« Oeil d’aigle, jambe de cigogne / Moustache de chat, dents de loup, / Ce sont les Cadets de Gascogne/ De Carbon de Castel-Jaloux » : ils sont là ! Cyrano de Bergerac la pièce d‘Edmond Rostand créée en 1897 ne vieillit pas et attire encore et toujours les foules. La mise en scène de Georges Lavaudant (La Cerisaie à l’Odéon, La mort de Danton au théâtre MC93 Bobigny) se joue actuellement dans toute la France, avec Patrick Pineau dans le rôle du célèbre poète intrépide au long nez. François Caron interprète celui du Bret, le confident de Cyrano. À travers son personnage, il nous entraîne dans les coulisses de cette pièce tragi-comique qui achève le romantisme à coup d’alexandrins sur fond de capes et d’épées, d’histoire d’amour et du « beau »phrasé. Entretien.
« Dîtes-moi pourquoi vous regardez mon nez. »(Cyrano au Fâcheux)
En premier lieu, François Caron expose la création de la pièce : « C’est une commande du directeur de Bobigny qui a demandé à Georges Lavaudant de mettre en scène Cyrano. Ce dernier a accepté seulement si Patrick Pineau pouvait jouer. Si tu n’as pas l’acteur, tu n’as pas Cyrano ». Cyrano, ce personnage au jeu aussi grandiose que son nez, ce mousquetaire est amoureux de sa cousine Roxane.
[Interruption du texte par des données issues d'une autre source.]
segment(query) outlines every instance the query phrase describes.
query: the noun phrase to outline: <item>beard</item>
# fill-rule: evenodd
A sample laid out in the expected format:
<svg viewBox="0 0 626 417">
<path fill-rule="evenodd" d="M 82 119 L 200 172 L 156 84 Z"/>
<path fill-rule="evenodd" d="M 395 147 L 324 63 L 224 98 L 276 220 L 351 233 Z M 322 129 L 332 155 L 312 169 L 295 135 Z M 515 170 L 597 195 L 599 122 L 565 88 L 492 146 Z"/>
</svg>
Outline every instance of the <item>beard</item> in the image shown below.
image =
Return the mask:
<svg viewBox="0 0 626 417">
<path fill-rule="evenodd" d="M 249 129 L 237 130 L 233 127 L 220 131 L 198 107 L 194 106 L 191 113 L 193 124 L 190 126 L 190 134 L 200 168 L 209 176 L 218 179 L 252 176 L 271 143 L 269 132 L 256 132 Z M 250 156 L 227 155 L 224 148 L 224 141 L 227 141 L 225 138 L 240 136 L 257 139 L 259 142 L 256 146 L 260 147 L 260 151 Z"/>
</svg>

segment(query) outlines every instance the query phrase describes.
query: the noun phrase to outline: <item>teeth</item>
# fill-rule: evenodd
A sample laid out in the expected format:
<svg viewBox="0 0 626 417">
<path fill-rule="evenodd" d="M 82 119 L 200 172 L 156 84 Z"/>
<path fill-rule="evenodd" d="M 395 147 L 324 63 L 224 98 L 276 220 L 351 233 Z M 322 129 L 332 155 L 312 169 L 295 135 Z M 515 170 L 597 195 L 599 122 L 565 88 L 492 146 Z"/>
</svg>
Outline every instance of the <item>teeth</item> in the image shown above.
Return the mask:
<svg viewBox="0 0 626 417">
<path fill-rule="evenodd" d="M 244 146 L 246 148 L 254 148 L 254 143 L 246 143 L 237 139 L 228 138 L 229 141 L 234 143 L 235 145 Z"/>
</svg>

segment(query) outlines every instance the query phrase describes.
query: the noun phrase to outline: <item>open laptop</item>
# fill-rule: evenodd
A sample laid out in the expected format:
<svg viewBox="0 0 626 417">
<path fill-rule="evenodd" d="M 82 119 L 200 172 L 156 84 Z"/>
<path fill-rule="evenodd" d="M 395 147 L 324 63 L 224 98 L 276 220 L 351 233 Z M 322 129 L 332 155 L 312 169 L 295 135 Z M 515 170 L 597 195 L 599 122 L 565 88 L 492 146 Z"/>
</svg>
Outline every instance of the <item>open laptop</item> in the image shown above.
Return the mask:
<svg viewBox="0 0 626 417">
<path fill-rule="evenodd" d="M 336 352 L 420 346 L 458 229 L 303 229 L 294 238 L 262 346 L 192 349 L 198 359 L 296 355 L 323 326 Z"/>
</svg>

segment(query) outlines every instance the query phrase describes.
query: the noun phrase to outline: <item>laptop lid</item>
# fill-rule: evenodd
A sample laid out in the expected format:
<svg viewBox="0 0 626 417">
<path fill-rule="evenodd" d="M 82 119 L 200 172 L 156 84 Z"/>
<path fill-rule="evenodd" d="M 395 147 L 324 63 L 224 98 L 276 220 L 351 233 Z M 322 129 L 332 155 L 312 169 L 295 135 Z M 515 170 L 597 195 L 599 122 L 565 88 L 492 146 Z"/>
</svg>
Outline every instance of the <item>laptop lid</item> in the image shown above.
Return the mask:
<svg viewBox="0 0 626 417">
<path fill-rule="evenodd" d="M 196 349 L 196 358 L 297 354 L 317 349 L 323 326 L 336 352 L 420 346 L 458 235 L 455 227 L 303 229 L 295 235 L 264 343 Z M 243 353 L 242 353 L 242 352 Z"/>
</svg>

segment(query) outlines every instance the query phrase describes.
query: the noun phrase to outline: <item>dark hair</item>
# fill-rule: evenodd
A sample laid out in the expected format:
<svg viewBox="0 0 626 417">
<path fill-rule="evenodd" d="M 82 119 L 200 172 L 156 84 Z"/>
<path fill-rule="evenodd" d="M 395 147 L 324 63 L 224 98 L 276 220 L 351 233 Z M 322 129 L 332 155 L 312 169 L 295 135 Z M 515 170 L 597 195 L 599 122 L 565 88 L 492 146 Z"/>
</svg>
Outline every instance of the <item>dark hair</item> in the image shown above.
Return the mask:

Trop complexé par ce roc, ce pic, ce cap, cette péninsule, porteur de sa laideur, il refuse de lui avouer. Agile du verbe, il se fait alors la plume du prétendant de cette dernière, Christian de Neuvillette, beau mais sot. La rhétorique de Rostand se décline en milliers d’alexandrins portés par le jeu délicieux de Patrick Pineau drôle et touchant. Pour François Caron, Georges Lavaudant est un metteur en scène émérite : « Il nous laisse une grande liberté dans le travail en sachant où il veut en venir. Il est extrêmement précis. Nous avons réalisé un travail de lecture à table très intense. Lui, il prend la position du naïf et remet en cause des choses qui nous paraissaient évidentes. » Georges Lavaudant a une technique de travail qui lui est propre : le son et la lumière, ainsi que les décors sont présents lors des premiers pas du montage de la pièce « Cela te permet de voir dans quelle esthétique générale tu vas te déplacer. »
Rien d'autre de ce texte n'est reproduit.